In 2015 we were contacted by a client that had already made a full trip around the strategy lifecycle with an investment process that was originally conceived of in the early 1980s. At a time when quantitative and computer-driven strategies were exceedingly rare, this firm leaped ahead of their competition by implementing a strategy in the Fortran programming language that scanned thousands of individual data points to generate lists of portfolio candidates. In the more than three decades since then, the strategy had proven itself a winner and the firm continued to utilize the program’s outputs as a part of their larger investment process.

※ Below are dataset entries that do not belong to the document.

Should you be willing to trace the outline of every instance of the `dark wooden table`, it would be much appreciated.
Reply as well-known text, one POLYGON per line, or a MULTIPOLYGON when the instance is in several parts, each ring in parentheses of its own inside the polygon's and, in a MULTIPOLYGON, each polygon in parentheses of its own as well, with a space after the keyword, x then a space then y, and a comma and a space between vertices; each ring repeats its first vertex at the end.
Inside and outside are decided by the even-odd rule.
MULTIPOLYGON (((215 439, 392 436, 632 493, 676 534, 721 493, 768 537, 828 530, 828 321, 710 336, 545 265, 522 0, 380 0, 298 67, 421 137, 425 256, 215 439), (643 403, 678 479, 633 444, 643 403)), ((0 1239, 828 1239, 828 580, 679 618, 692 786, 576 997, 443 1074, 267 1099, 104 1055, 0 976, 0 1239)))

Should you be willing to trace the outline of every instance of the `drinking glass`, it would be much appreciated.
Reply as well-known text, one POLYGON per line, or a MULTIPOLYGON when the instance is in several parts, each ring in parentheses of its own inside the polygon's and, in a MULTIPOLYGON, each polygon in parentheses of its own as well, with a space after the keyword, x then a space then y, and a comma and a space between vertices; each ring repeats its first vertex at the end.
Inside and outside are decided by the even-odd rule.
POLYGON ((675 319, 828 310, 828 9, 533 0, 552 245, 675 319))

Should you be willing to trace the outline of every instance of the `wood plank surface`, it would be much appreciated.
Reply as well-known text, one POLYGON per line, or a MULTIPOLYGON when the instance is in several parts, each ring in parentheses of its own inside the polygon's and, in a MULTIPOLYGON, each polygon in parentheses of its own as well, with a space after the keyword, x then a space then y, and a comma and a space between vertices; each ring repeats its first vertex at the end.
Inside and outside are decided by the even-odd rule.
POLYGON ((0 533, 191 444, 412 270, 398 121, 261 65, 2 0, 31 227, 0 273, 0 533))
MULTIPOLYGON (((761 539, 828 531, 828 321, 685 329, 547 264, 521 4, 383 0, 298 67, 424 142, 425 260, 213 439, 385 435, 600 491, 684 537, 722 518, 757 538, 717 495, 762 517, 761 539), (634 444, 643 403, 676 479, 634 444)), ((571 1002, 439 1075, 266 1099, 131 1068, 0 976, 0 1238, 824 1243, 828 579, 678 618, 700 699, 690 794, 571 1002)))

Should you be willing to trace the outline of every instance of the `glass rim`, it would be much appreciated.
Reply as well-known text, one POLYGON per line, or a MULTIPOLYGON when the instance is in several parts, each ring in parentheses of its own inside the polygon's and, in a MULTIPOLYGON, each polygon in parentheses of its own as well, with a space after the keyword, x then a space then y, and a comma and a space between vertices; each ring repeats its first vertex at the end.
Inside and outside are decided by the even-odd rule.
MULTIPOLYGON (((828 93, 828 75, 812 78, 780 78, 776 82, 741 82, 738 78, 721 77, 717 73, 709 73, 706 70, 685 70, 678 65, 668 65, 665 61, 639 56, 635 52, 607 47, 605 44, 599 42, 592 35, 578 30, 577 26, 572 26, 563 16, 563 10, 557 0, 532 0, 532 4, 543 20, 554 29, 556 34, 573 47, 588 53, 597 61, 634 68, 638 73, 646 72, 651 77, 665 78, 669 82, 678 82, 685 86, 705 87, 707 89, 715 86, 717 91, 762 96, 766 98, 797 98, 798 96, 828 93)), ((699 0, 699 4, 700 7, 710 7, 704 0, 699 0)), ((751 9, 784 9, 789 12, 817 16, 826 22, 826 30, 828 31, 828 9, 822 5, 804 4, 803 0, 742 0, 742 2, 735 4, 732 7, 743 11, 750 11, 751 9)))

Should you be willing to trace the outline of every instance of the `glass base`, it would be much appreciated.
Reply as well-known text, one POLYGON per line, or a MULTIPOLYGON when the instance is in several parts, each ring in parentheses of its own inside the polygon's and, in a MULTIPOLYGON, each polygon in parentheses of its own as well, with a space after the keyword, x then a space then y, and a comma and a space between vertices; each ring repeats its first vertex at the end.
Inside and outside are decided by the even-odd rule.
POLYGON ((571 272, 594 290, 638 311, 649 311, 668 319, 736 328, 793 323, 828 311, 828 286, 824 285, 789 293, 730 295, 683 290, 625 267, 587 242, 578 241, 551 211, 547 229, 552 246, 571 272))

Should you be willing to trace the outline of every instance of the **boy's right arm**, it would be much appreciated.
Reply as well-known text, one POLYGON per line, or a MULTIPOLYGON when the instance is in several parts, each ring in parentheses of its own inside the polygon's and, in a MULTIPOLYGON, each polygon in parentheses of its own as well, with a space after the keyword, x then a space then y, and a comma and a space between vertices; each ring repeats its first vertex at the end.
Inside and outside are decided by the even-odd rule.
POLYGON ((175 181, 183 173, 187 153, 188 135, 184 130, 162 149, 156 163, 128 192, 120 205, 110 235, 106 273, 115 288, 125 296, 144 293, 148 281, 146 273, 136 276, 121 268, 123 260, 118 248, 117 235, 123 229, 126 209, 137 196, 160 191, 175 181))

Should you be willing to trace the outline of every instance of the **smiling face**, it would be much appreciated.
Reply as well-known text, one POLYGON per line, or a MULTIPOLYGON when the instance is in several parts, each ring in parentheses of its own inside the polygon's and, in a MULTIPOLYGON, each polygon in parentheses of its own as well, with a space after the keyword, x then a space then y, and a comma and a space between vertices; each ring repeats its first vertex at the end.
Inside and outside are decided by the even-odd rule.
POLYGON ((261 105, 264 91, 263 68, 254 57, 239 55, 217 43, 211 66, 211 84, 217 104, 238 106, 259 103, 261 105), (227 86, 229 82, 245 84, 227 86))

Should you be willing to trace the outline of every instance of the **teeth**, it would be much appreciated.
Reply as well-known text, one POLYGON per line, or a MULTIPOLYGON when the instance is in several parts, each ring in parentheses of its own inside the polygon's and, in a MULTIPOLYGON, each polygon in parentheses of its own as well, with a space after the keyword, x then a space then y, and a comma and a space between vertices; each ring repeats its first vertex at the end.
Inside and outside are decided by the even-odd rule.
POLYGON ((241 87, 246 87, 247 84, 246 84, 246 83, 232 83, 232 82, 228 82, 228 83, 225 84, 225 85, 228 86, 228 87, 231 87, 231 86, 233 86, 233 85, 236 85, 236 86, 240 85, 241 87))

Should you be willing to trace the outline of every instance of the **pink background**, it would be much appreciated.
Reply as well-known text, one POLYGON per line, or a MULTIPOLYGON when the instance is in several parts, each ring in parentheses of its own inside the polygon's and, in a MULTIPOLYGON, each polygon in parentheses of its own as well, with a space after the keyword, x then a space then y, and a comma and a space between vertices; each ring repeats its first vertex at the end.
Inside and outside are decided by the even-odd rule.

With a winning strategy and a nearly unprecedented amount of historical performance in hand, this firm had little to complain about, except for the fact that the program was still written in Fortran.
The program was written well and had operated nearly flawlessly since it was created more than thirty years ago, but it was becoming increasingly difficult to adapt to newer operating systems, required a significant amount of training to operate, and could only ingest data that was hand-input. The system also represented a single point of failure since its database was hosted on whatever machine it ran on. Attempts to clone the database and share it amongst multiple instances of the program had failed, and even if they had worked would represent only a temporary fix to the larger problem.
It was clear that the program needed to be brought into the 21st century. The new system needed to recreate the original program’s analysis with a new user interface in a cloud-based environment that supported multiple users, automatically ingested market data, and that was redundant in case of system failure or corruption. Additionally, the client expressed an interest in adding backtesting capabilities that would allow flexible testing of a variety of the existing strategy’s criteria.
To meet this demand we decided to use a combination of the Laravel PHP framework and Python, using MySQL as our database and Redis as a cache. Laravel enabled us to efficiently create the user-facing portion of the web application as well as handle server-side tasks such as scheduling ETL processes, managing worker pools, and efficient object relation. For some portions of the backtesting engine, we employed Python as it allowed us to perform some calculations and data handling processes much faster than PHP was able to. Specifically, matrix operations in PHP can be a pain.
The entire infrastructure is hosted on Amazon Web Services. The application resides on a rather large EC2 instance, and we host the MySQL database on a separate RDS instance.
While we can’t discuss the specifics of the application infrastructure, our intentionally flexible design, AWS hosting, and unique combination of Laravel and Python have enabled us to continue to work with the client to optimize the strategy via machine learning.